Um colega meu, um ex-correspondente no Brasil, que a
entrevistou em 2010 e escreveu que você era uma daqueles raros políticos que
parece “muito integra para ser jogada em um duelo eleitoral em uma democracia
gigante.” Alguns brasileiros, talvez, concordem porque você tem essa posição de
ser uma voz ética na política brasileira e alguns brasileiros, no mínimo, podem
pensar que seria melhor ter um líder que sabe tomar parte nesse duelo.
Honestamente, você quer ser presidente de um país, ou você quer ser uma voz
ética que não tem compromisso?
Vejo a política como serviço. Este serviço pode ser, como
presidente, poderia ser como professora, uma senadora, uma ministra de governo,
uma cidadã. Quando Lula se tornou presidente e me convidou para ser sua
Ministra do Meio Ambiente, muitas pessoas disseram: “Você é um ponto de referência
para o ambientalismo, se você entrar no governo, você não terá o apoio que
precisa e vai se prejudicar.” Mas eu pensei que, se eu não aproveitasse esta
oportunidade de colocar em prática as ideias que eu acredito, talvez eu não
seja realmente como um ponto de referência, afinal. E logo depois de entrar no
Ministério do Meio Ambiente, conseguimos, talvez, uma das medidas ambientais
mais importantes tomadas na história do Brasil: Um plano de combate ao
desmatamento. Ele trouxe a diminuição do desmatamento em mais de 80% desde
então, economizando mais de 4 bilhões de toneladas de CO² emitidas. Nós também
conseguimos criar 24 mil hectares de novas áreas de conservação e muitas outras
ações estratégicas contra o desmatamento predatório. Houve tentativas de
derrubar o plano, mas eles não conseguiram. Infelizmente, o atual governo mudou
a lei (o Código Florestal, que regula o uso da terra em todo o Brasil e é mais
rigorosa em áreas de floresta) e o desmatamento está crescendo novamente.

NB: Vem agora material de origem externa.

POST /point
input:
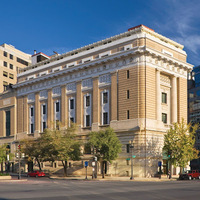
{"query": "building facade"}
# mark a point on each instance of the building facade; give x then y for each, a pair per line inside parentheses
(11, 61)
(194, 108)
(135, 82)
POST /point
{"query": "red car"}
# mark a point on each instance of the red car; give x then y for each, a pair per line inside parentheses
(36, 174)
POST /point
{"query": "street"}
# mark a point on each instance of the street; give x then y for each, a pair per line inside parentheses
(44, 188)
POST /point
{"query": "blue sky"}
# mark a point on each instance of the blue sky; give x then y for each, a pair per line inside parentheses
(64, 25)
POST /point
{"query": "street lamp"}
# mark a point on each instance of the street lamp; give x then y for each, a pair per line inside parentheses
(131, 147)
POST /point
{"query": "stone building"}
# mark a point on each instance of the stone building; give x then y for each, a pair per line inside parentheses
(134, 82)
(11, 61)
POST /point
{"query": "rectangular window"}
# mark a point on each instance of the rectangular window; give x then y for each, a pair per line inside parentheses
(5, 64)
(11, 76)
(5, 74)
(32, 128)
(7, 123)
(128, 116)
(105, 97)
(32, 113)
(164, 97)
(44, 125)
(127, 74)
(71, 103)
(87, 100)
(72, 119)
(22, 61)
(164, 118)
(127, 94)
(105, 118)
(44, 109)
(87, 120)
(57, 107)
(128, 148)
(5, 85)
(5, 53)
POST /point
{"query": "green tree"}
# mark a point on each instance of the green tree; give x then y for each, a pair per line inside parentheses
(33, 148)
(106, 145)
(179, 143)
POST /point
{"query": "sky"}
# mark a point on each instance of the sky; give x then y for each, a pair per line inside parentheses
(64, 25)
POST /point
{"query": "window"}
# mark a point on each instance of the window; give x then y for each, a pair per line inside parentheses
(7, 123)
(5, 85)
(127, 94)
(128, 116)
(127, 74)
(22, 61)
(32, 114)
(87, 100)
(44, 109)
(164, 118)
(128, 148)
(57, 107)
(105, 118)
(164, 97)
(32, 128)
(44, 125)
(71, 103)
(105, 97)
(5, 64)
(87, 120)
(11, 76)
(5, 74)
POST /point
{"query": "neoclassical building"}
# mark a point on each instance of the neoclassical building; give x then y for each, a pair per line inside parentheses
(134, 82)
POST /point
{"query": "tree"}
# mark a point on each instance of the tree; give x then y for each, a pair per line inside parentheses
(33, 148)
(106, 145)
(61, 145)
(179, 143)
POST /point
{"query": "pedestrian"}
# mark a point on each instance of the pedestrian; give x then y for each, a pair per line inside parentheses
(169, 174)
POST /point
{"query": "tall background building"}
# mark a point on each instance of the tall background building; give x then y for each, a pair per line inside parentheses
(11, 61)
(135, 82)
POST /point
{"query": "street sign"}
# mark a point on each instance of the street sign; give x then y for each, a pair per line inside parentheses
(86, 163)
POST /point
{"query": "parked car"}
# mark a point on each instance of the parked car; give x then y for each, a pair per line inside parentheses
(35, 174)
(190, 174)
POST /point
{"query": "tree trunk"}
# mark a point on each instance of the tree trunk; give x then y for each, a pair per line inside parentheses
(65, 167)
(39, 165)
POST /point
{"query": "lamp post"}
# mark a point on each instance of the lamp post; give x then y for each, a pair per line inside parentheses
(131, 147)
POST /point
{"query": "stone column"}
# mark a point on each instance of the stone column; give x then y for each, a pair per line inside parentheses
(113, 96)
(37, 113)
(174, 99)
(63, 106)
(26, 115)
(158, 96)
(95, 104)
(50, 110)
(79, 103)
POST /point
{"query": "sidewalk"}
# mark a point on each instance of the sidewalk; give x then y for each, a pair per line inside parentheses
(114, 178)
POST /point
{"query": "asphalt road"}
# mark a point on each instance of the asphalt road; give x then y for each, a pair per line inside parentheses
(51, 189)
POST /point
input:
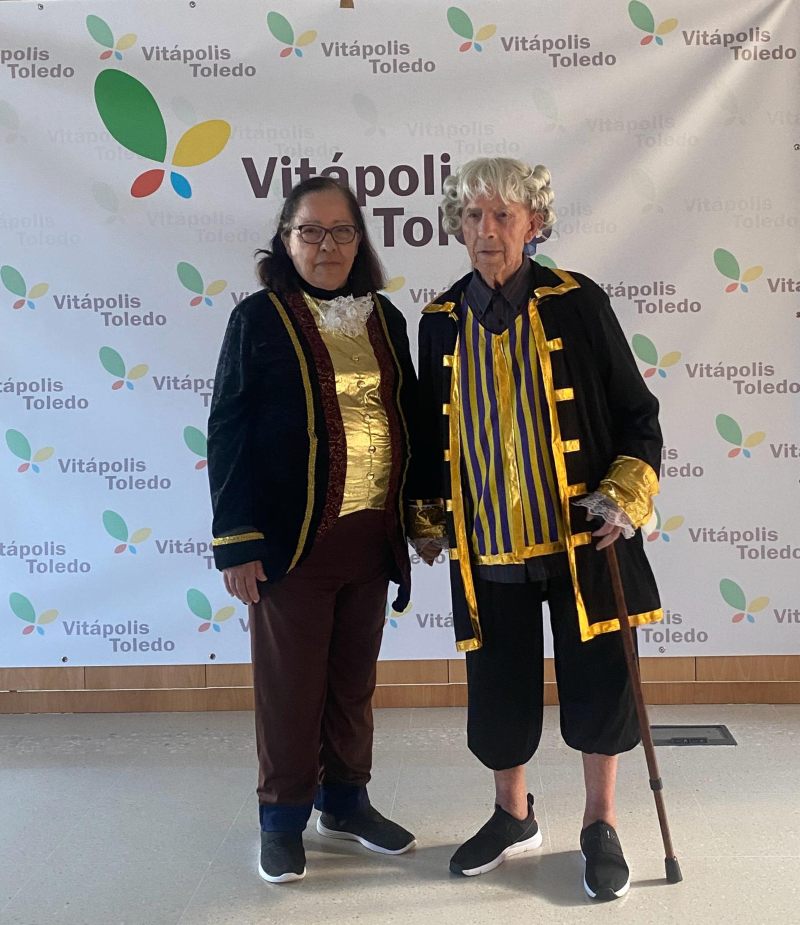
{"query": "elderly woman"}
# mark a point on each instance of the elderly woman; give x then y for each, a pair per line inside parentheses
(547, 423)
(308, 450)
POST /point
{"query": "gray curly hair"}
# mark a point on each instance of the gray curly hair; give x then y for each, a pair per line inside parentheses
(512, 180)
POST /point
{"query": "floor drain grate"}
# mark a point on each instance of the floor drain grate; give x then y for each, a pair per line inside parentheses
(692, 735)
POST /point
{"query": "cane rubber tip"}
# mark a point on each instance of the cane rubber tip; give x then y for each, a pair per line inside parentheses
(674, 874)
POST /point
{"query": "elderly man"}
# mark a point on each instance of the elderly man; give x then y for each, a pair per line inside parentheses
(537, 421)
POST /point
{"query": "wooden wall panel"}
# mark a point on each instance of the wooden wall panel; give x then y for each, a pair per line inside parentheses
(421, 683)
(36, 679)
(749, 668)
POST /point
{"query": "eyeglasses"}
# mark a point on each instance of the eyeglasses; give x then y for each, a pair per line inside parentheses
(315, 234)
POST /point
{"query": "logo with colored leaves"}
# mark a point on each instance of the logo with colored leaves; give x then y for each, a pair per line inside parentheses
(643, 19)
(282, 30)
(117, 529)
(102, 34)
(196, 441)
(663, 529)
(193, 281)
(728, 266)
(393, 616)
(730, 431)
(645, 349)
(733, 595)
(461, 24)
(14, 282)
(19, 445)
(201, 608)
(131, 115)
(113, 363)
(23, 609)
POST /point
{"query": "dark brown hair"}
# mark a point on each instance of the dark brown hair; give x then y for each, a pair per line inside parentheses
(275, 268)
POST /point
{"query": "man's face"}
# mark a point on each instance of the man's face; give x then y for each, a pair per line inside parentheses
(495, 233)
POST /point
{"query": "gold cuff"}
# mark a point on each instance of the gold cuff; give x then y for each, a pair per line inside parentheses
(425, 520)
(631, 484)
(237, 538)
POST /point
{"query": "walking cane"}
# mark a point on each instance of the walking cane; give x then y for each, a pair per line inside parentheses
(670, 861)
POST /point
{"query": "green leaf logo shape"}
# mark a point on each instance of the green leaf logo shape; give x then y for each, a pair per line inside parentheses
(196, 441)
(22, 608)
(728, 266)
(646, 350)
(643, 19)
(20, 446)
(102, 34)
(113, 363)
(461, 24)
(117, 529)
(282, 30)
(132, 116)
(193, 281)
(200, 606)
(730, 431)
(734, 597)
(13, 280)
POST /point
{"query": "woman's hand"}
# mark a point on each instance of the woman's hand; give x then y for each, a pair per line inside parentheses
(240, 581)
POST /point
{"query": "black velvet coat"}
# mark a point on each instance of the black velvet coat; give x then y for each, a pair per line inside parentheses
(599, 407)
(276, 444)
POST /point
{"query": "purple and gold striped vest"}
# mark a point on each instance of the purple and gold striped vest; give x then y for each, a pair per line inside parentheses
(506, 444)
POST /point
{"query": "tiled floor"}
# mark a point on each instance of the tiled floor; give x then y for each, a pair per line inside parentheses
(152, 820)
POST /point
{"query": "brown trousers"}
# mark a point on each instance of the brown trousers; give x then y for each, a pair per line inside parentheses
(315, 639)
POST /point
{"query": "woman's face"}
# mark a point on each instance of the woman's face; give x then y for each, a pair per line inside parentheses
(325, 265)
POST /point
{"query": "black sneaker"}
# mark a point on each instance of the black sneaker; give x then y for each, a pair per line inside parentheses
(502, 837)
(370, 828)
(606, 875)
(282, 857)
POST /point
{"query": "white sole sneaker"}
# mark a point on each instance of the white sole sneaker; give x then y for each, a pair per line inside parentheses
(523, 847)
(281, 878)
(618, 893)
(350, 836)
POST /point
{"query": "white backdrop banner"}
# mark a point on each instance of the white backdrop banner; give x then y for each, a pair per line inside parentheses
(147, 148)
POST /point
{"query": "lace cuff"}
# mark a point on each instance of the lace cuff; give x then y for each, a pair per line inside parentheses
(600, 505)
(425, 520)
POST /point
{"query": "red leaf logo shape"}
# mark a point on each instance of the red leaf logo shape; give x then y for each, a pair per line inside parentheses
(147, 183)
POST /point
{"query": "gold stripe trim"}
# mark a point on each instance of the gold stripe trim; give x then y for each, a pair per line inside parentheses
(399, 368)
(567, 284)
(438, 307)
(578, 489)
(612, 626)
(236, 538)
(518, 558)
(543, 348)
(459, 519)
(312, 436)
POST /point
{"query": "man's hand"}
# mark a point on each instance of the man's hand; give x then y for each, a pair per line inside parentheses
(240, 581)
(608, 534)
(427, 549)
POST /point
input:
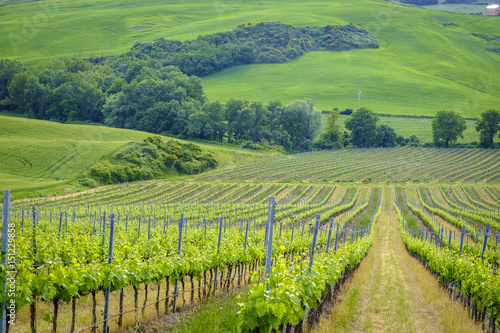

Você saiu do governo em um momento de alta tensão entre
as suas prioridades ambientais e as maiores correntes desenvolvimentistas
dentro do governo.
Minha partida foi um ato político. Ele colocou pressão
sobre o governo para não derrubar ou enfraquecer o plano de combate ao
desmatamento. Saí em um momento em que havia uma pressão do Ministério da
Agricultura, do então governador de Mato Grosso, Blairo Maggi (um grande
produtor de soja) para tentar revogar essas medidas.
Mas você não seria capaz de renunciar à presidência em algum
momento de alta tensão...
Se eu tivesse ficado, teria vencido. Minha partida foi a
mais forte possível crítica do que estava acontecendo, e ela criou pressão da
opinião pública, nacional e internacional e deu ao presidente Lula, a força que
ele precisava para se opor aqueles que procuravam enfraquecer as leis
ambientais. Meu objetivo não era manter o meu trabalho, que era para manter o
meu plano. Foi uma escolha ética. As decisões políticas sempre tem de ser
guiadas por decisões éticas.
Em algum similar momento de pressão na presidência, como
você lidaria com isso? Viraria para as ruas?
Não estou ainda na posição de um presidente! Mas se você
governar de acordo com um programa e tendo uma agenda estratégica, você não
pode ignorar a sociedade na implementação dessa agenda. Você não pode pensar
que isso é algo que você pode ‘fazer para’ a sociedade sem ter criado essa
agenda em conjunto com a sociedade. O grande problema que estamos enfrentando
agora é que há uma completa separação entre uma sociedade que quer um Brasil
melhor e, os políticos que imaginam que é sua prerrogativa de fazer as coisas
para a sociedade da maneira que quiser. Que podem, por sua posição de
representantes, substituir o representado. A democracia representativa não
significa excluir as vozes daqueles que estão sendo representados.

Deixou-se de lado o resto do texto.